Enterprise extended infrastructure mode exists when a wireless network is designed to support a large physical environment through the use of a single SSID but numerous access points.

41
Q

Which of the following is not a denial-of-service attack?
A) Exploiting a flaw in a program to consume 100 percent of the CPU
B) Sending malformed packets to a system, causing it to freeze
C) Performing a brute-force attack against a known user account
D) Sending thousands of emails to a single address

A

Performing a brute-force attack against a known user account

A brute-force attack is not considered a DoS.

42
Q

What is a TCP wrapper?
A) An encapsulation protocol used by switches
B) An application that can serve as a basic firewall by restricting access based on user IDs or system IDs
C) A security protocol used to protect TCP/IP traffic over WAN links
D) A mechanism to tunnel TCP/IP through non-IP networks

A

An application that can serve as a basic firewall by restricting access based on user IDs or system IDs

A TCP wrapper is an application that can serve as a basic firewall by restricting access based on user IDs or system IDs.

43
Q
A \_\_\_\_\_\_\_\_\_ is an intelligent hub because it knows the addresses of the systems connected on each outbound port.
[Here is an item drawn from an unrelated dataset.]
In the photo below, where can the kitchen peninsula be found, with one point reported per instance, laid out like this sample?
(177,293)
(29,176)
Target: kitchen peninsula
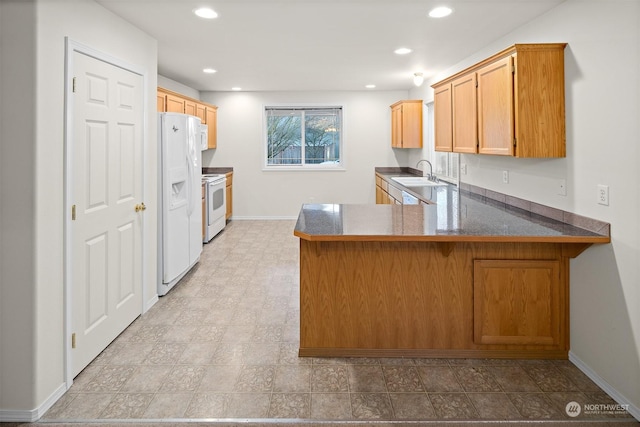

Instead of repeating traffic on every outbound port, it repeats traffic only out of the port on which the destination is known to exist.
A) Repeater
B) Switch
C) Bridge
D) Router
A

Switch

A switch is an intelligent hub. It is considered to be intelligent because it knows the addresses of the systems connected on each outbound port.

44
Q
\_\_\_\_\_\_\_\_\_\_\_\_\_\_ firewalls are known as third-generation firewalls.
A) Application-level gateway
B) Stateful inspection
C) Circuit-level gateway
D) Static packet-filtering
A

Stateful inspection

Stateful inspection firewalls are known as third-generation firewalls.

45
Q
What is it called when email itself is used as an attack mechanism?
A) Masquerading
B) Mail-bombing
C) Spoofing
D) Smurf attack
A

Mail-bombing

Mail-bombing is the use of email as an attack mechanism. Flooding a system with messages causes a denial of service.

46
Q
Which of the following is the least resistant to EMI?
A) Thinnet
B) 10Base-T UTP
C) 10Base5
D) Coaxial cable
A

10Base-T UTP

10Base-T UTP is the least resistant to EMI because it is unshielded. Thinnet (10Base2) and thicknet (10Base5) are each a type of coaxial cable, which is shielded against EMI.

47
Q
Which of the following is typically not an element that must be discussed with end users in regard to email retention policies?
A) Privacy
B) Auditor review
C) Length of retainer
D) Backup method
A

Backup method

The backup method is not an important factor to discuss with end users regarding email retention.